The story of this image starts in 1973. Researchers from the University of Southern California had grown tired of the same old test images that they were always using. They wanted something new. Just at that time, somebody walked in with a recent issue of Playboy. This being effectively something new, they scanned (part of, as you can imagine) the centerfold image. And, to this day, the image is part of the miscellaneous volume of the USC-SIPI Image Database of the University of Southern California.
The illustration above is the full 512×512 image, in jpeg format to reduce the file size. The image is not perfect, by the way. Due to some error in the scanning process, the creators of the image had to repeat the top line a few times to make it exactly 512 pixels high (remember that this was in 1973, when scanning a picture was not a trivial task yet). The color is also a bit off. The popularity of the image, even though it is mostly used in professional research journals, becomes clear through a Google image search for the term “lena”, where it is among the first results. So, if you found this article while searching for Lena Meyer-Landrut or Lena Headey, which seem to be two of the currently popular Lenas, I’m afraid I must disappoint you…
The person in the image is Lena Söderberg (born Sjööblom) of Sweden, who was Miss November in 1972. An amazing part of the story is that Ms. Söderberg herself only learned about this usage of her photo in 1988, and Playboy magazine only in 1991 (a discussion on copyright followed, although Playboy now seems to allow the use of the image for research purposes). In 1997, Lena Söderberg was invited to the 50th anniversary of the Imaging Science and Technology conference in Boston. And, she actually attended. It must have been great to meet the person behind the iconic test image in real life.

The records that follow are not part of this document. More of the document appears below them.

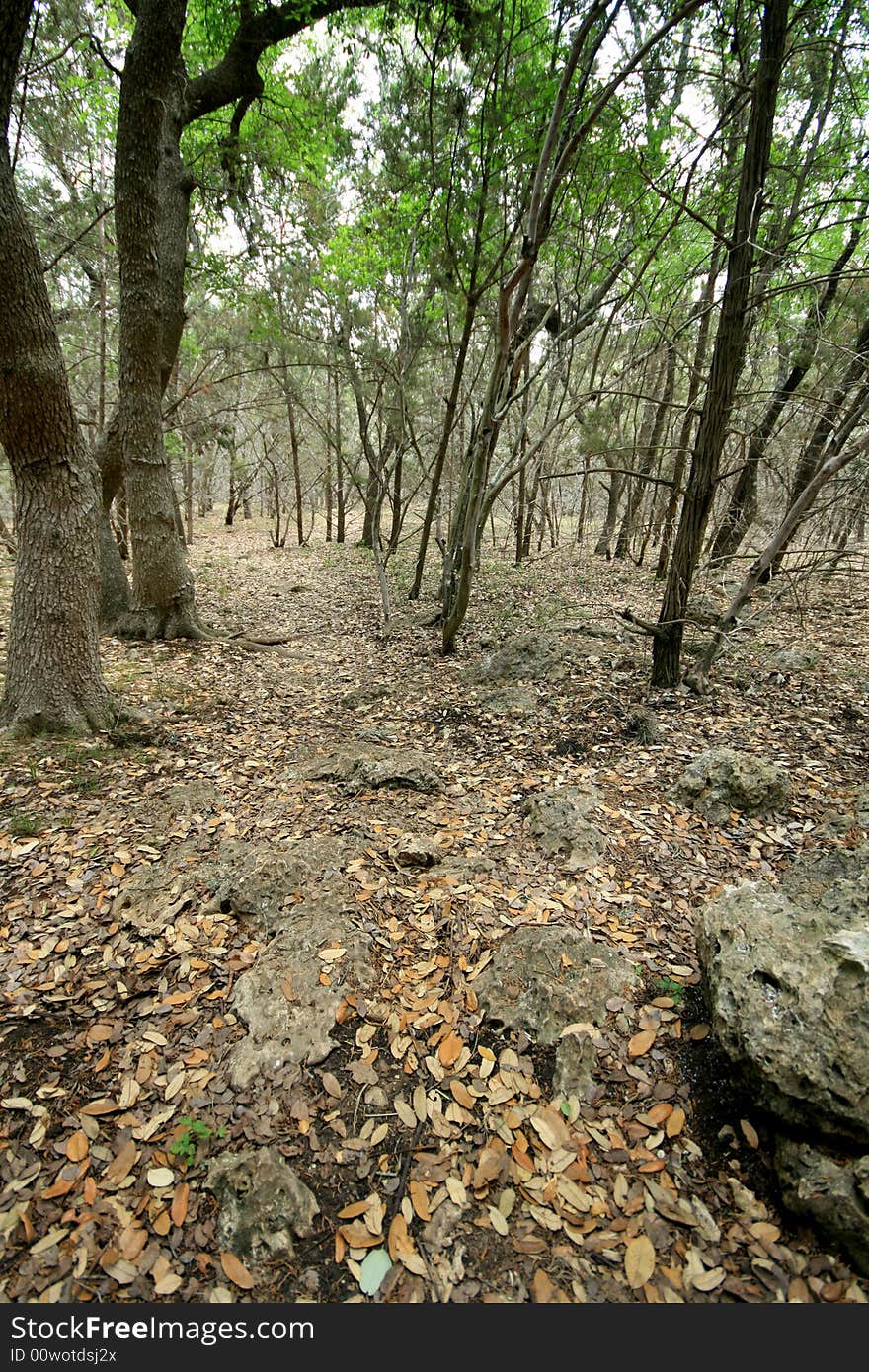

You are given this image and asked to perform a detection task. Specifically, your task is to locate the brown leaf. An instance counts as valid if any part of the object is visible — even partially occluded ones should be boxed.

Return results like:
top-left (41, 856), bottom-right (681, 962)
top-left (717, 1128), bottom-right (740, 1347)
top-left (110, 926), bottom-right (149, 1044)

top-left (665, 1105), bottom-right (685, 1139)
top-left (625, 1234), bottom-right (655, 1291)
top-left (219, 1252), bottom-right (254, 1291)
top-left (437, 1033), bottom-right (464, 1067)
top-left (627, 1029), bottom-right (655, 1058)
top-left (66, 1129), bottom-right (91, 1162)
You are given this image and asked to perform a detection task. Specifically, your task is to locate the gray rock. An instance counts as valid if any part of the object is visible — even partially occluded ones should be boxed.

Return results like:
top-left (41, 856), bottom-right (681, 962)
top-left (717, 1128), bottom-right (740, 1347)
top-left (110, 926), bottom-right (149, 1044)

top-left (206, 1148), bottom-right (320, 1260)
top-left (766, 648), bottom-right (819, 672)
top-left (296, 743), bottom-right (443, 795)
top-left (229, 898), bottom-right (375, 1088)
top-left (113, 836), bottom-right (344, 935)
top-left (136, 781), bottom-right (224, 831)
top-left (341, 682), bottom-right (390, 710)
top-left (820, 786), bottom-right (869, 838)
top-left (774, 1136), bottom-right (869, 1276)
top-left (388, 834), bottom-right (443, 867)
top-left (697, 845), bottom-right (869, 1147)
top-left (197, 834), bottom-right (346, 933)
top-left (475, 925), bottom-right (638, 1070)
top-left (670, 748), bottom-right (788, 823)
top-left (521, 785), bottom-right (605, 872)
top-left (471, 633), bottom-right (569, 682)
top-left (552, 1033), bottom-right (597, 1101)
top-left (479, 686), bottom-right (539, 715)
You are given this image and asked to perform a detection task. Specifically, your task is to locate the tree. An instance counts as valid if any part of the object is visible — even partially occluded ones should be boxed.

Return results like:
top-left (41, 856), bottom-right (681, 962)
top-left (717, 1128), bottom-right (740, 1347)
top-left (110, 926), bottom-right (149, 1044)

top-left (652, 0), bottom-right (788, 686)
top-left (0, 0), bottom-right (114, 734)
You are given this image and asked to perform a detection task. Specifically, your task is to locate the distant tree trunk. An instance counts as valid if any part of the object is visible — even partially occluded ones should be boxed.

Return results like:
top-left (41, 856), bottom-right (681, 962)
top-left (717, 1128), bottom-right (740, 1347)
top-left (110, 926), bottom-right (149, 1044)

top-left (652, 0), bottom-right (788, 686)
top-left (224, 453), bottom-right (236, 528)
top-left (284, 389), bottom-right (305, 548)
top-left (335, 372), bottom-right (346, 543)
top-left (710, 226), bottom-right (859, 566)
top-left (0, 0), bottom-right (113, 735)
top-left (685, 437), bottom-right (869, 694)
top-left (184, 451), bottom-right (194, 545)
top-left (613, 344), bottom-right (675, 559)
top-left (760, 308), bottom-right (869, 584)
top-left (594, 472), bottom-right (625, 557)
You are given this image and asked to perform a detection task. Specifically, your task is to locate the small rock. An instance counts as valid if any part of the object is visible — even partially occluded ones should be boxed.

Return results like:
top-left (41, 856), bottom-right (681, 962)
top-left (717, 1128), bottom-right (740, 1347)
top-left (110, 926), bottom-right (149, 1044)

top-left (206, 1147), bottom-right (320, 1260)
top-left (670, 748), bottom-right (788, 823)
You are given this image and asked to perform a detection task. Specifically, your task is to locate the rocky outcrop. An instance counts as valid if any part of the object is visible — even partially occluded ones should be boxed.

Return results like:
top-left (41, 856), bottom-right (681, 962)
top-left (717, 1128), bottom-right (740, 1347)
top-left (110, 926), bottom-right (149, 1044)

top-left (229, 896), bottom-right (375, 1090)
top-left (697, 845), bottom-right (869, 1272)
top-left (475, 925), bottom-right (640, 1097)
top-left (206, 1148), bottom-right (320, 1260)
top-left (670, 748), bottom-right (788, 824)
top-left (296, 743), bottom-right (443, 795)
top-left (471, 633), bottom-right (569, 682)
top-left (113, 836), bottom-right (345, 935)
top-left (521, 784), bottom-right (605, 873)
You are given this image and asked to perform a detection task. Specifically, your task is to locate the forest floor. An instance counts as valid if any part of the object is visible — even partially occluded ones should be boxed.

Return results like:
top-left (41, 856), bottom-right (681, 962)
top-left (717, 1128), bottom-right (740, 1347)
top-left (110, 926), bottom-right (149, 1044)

top-left (0, 520), bottom-right (869, 1302)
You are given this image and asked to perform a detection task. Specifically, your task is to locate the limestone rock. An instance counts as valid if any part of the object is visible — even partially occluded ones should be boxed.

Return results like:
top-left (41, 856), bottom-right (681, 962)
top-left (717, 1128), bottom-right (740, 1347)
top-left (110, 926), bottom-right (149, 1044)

top-left (206, 1148), bottom-right (320, 1260)
top-left (670, 748), bottom-right (788, 823)
top-left (774, 1137), bottom-right (869, 1276)
top-left (472, 633), bottom-right (567, 682)
top-left (296, 743), bottom-right (443, 795)
top-left (479, 686), bottom-right (538, 715)
top-left (113, 836), bottom-right (344, 935)
top-left (388, 834), bottom-right (442, 867)
top-left (523, 784), bottom-right (605, 872)
top-left (229, 898), bottom-right (375, 1088)
top-left (475, 925), bottom-right (640, 1097)
top-left (697, 845), bottom-right (869, 1146)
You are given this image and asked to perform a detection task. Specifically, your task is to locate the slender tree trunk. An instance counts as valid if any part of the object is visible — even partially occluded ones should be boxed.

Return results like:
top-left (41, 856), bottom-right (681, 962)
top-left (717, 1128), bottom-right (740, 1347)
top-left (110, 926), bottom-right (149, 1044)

top-left (594, 472), bottom-right (625, 557)
top-left (685, 437), bottom-right (869, 694)
top-left (760, 310), bottom-right (869, 584)
top-left (116, 0), bottom-right (204, 638)
top-left (652, 0), bottom-right (788, 686)
top-left (710, 228), bottom-right (859, 567)
top-left (284, 389), bottom-right (305, 548)
top-left (613, 344), bottom-right (675, 559)
top-left (408, 292), bottom-right (479, 599)
top-left (0, 0), bottom-right (114, 735)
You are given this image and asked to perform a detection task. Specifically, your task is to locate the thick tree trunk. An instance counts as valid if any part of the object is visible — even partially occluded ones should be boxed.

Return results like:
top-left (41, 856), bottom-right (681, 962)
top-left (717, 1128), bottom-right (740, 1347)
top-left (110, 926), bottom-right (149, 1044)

top-left (0, 0), bottom-right (114, 735)
top-left (652, 0), bottom-right (788, 686)
top-left (114, 0), bottom-right (204, 638)
top-left (710, 228), bottom-right (859, 567)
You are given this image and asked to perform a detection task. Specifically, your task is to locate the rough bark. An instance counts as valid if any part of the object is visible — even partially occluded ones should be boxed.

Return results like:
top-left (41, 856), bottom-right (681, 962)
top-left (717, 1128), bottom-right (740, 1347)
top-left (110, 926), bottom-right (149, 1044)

top-left (113, 0), bottom-right (204, 638)
top-left (710, 228), bottom-right (859, 567)
top-left (652, 0), bottom-right (788, 686)
top-left (685, 437), bottom-right (869, 694)
top-left (0, 0), bottom-right (114, 735)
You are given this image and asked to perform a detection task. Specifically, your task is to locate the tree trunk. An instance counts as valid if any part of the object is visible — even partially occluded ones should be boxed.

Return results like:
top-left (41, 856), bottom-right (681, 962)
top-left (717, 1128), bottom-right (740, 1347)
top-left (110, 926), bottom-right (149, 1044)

top-left (613, 344), bottom-right (675, 559)
top-left (685, 437), bottom-right (869, 694)
top-left (0, 0), bottom-right (114, 735)
top-left (710, 226), bottom-right (859, 567)
top-left (116, 0), bottom-right (206, 638)
top-left (652, 0), bottom-right (788, 686)
top-left (760, 310), bottom-right (869, 584)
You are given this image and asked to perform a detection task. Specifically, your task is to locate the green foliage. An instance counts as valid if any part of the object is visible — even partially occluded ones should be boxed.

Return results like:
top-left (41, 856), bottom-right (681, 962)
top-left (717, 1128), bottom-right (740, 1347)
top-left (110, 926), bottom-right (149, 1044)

top-left (169, 1115), bottom-right (226, 1167)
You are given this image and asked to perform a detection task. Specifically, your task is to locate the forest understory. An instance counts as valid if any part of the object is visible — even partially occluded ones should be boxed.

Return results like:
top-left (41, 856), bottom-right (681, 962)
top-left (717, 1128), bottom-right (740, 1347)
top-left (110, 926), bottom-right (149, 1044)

top-left (0, 518), bottom-right (869, 1304)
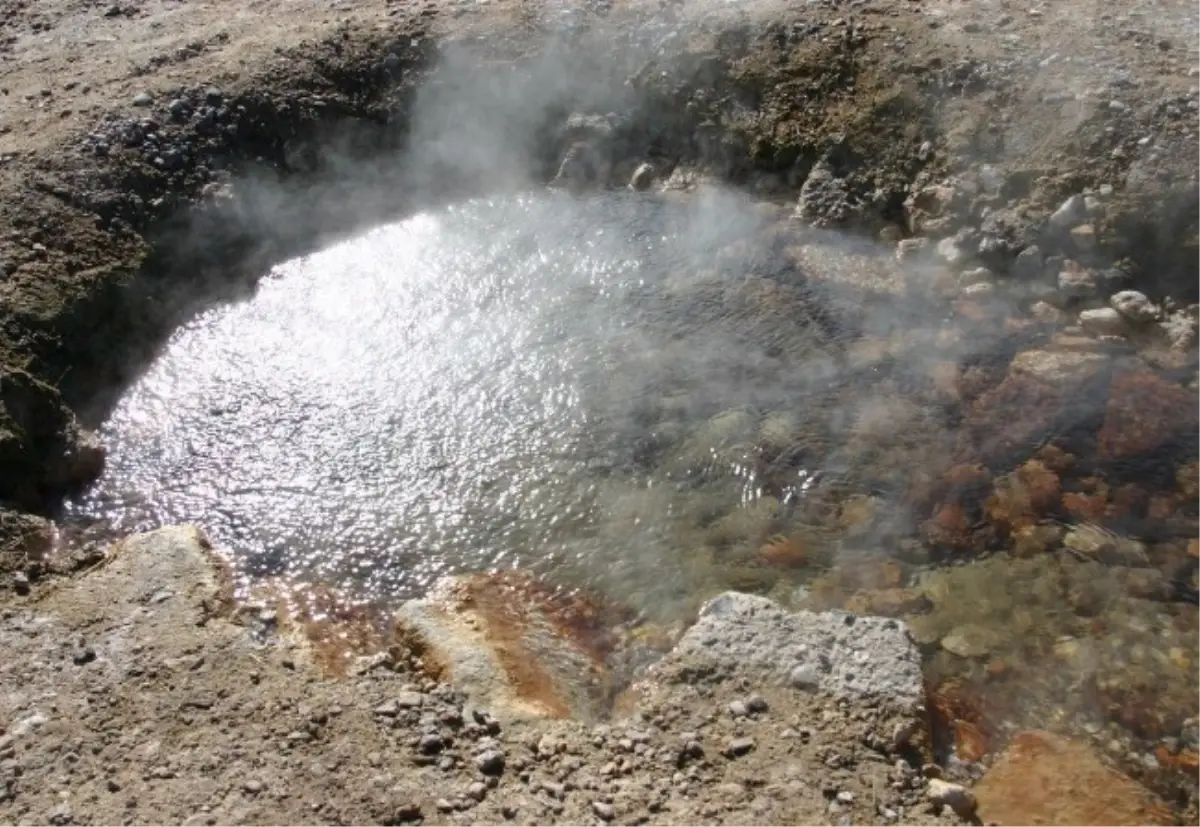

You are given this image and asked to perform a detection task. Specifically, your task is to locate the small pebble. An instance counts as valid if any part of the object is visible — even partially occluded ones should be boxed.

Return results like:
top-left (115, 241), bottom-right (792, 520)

top-left (725, 738), bottom-right (755, 759)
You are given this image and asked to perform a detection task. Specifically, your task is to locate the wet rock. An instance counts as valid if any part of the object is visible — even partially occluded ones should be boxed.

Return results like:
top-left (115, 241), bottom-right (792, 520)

top-left (974, 732), bottom-right (1176, 827)
top-left (926, 778), bottom-right (978, 821)
top-left (1046, 196), bottom-right (1088, 232)
top-left (550, 140), bottom-right (611, 191)
top-left (796, 160), bottom-right (858, 226)
top-left (1109, 290), bottom-right (1162, 324)
top-left (397, 571), bottom-right (624, 718)
top-left (1013, 526), bottom-right (1064, 557)
top-left (1175, 461), bottom-right (1200, 501)
top-left (904, 181), bottom-right (968, 236)
top-left (1012, 245), bottom-right (1045, 281)
top-left (629, 163), bottom-right (654, 192)
top-left (475, 749), bottom-right (505, 775)
top-left (1058, 262), bottom-right (1097, 299)
top-left (0, 370), bottom-right (104, 499)
top-left (1159, 311), bottom-right (1196, 353)
top-left (934, 235), bottom-right (972, 269)
top-left (654, 592), bottom-right (923, 708)
top-left (896, 239), bottom-right (929, 262)
top-left (984, 460), bottom-right (1062, 533)
top-left (1079, 307), bottom-right (1129, 337)
top-left (1009, 349), bottom-right (1110, 385)
top-left (1068, 223), bottom-right (1096, 253)
top-left (942, 624), bottom-right (1000, 658)
top-left (1030, 301), bottom-right (1062, 325)
top-left (721, 737), bottom-right (755, 759)
top-left (1097, 371), bottom-right (1200, 460)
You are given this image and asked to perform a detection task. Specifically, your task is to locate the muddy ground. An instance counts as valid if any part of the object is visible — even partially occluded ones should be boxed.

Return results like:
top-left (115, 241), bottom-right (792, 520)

top-left (0, 0), bottom-right (1200, 825)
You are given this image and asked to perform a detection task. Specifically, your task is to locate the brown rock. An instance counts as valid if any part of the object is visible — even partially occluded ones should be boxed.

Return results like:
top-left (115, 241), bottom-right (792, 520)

top-left (1097, 371), bottom-right (1200, 460)
top-left (842, 588), bottom-right (932, 617)
top-left (961, 371), bottom-right (1078, 465)
top-left (974, 731), bottom-right (1175, 827)
top-left (397, 571), bottom-right (625, 718)
top-left (1062, 491), bottom-right (1109, 521)
top-left (1013, 525), bottom-right (1064, 557)
top-left (1175, 462), bottom-right (1200, 499)
top-left (1010, 349), bottom-right (1109, 383)
top-left (922, 503), bottom-right (971, 550)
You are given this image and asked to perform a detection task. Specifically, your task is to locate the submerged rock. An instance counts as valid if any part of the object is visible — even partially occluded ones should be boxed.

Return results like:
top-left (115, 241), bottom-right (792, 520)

top-left (655, 592), bottom-right (924, 709)
top-left (0, 370), bottom-right (104, 505)
top-left (550, 140), bottom-right (611, 191)
top-left (396, 571), bottom-right (622, 719)
top-left (1097, 371), bottom-right (1200, 460)
top-left (974, 731), bottom-right (1176, 827)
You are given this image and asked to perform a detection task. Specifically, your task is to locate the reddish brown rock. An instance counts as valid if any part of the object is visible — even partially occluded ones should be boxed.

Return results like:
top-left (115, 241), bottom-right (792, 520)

top-left (1062, 491), bottom-right (1109, 521)
top-left (1097, 371), bottom-right (1200, 460)
top-left (758, 534), bottom-right (810, 568)
top-left (984, 460), bottom-right (1062, 532)
top-left (974, 731), bottom-right (1175, 827)
top-left (922, 503), bottom-right (971, 551)
top-left (397, 571), bottom-right (628, 718)
top-left (962, 373), bottom-right (1075, 465)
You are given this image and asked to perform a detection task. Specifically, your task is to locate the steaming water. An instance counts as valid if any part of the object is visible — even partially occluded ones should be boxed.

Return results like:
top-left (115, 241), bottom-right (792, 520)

top-left (74, 187), bottom-right (854, 611)
top-left (65, 193), bottom-right (1200, 787)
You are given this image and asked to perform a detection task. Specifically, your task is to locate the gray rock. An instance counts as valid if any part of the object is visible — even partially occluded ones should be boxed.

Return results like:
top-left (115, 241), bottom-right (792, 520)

Since I’ve mentioned that the Lena image cannot be used for tomography, you might wonder what a typical test image for CT looks like. Well, an often used image is the Shepp-Logan phantom, which depicts an abstracted cross-section through a human head. This image was proposed by Shepp and Logan (you didn’t see that one coming, did you?) in 1974. A bit sad, compared with the fancy images that the general image processing people can use, don’t you think?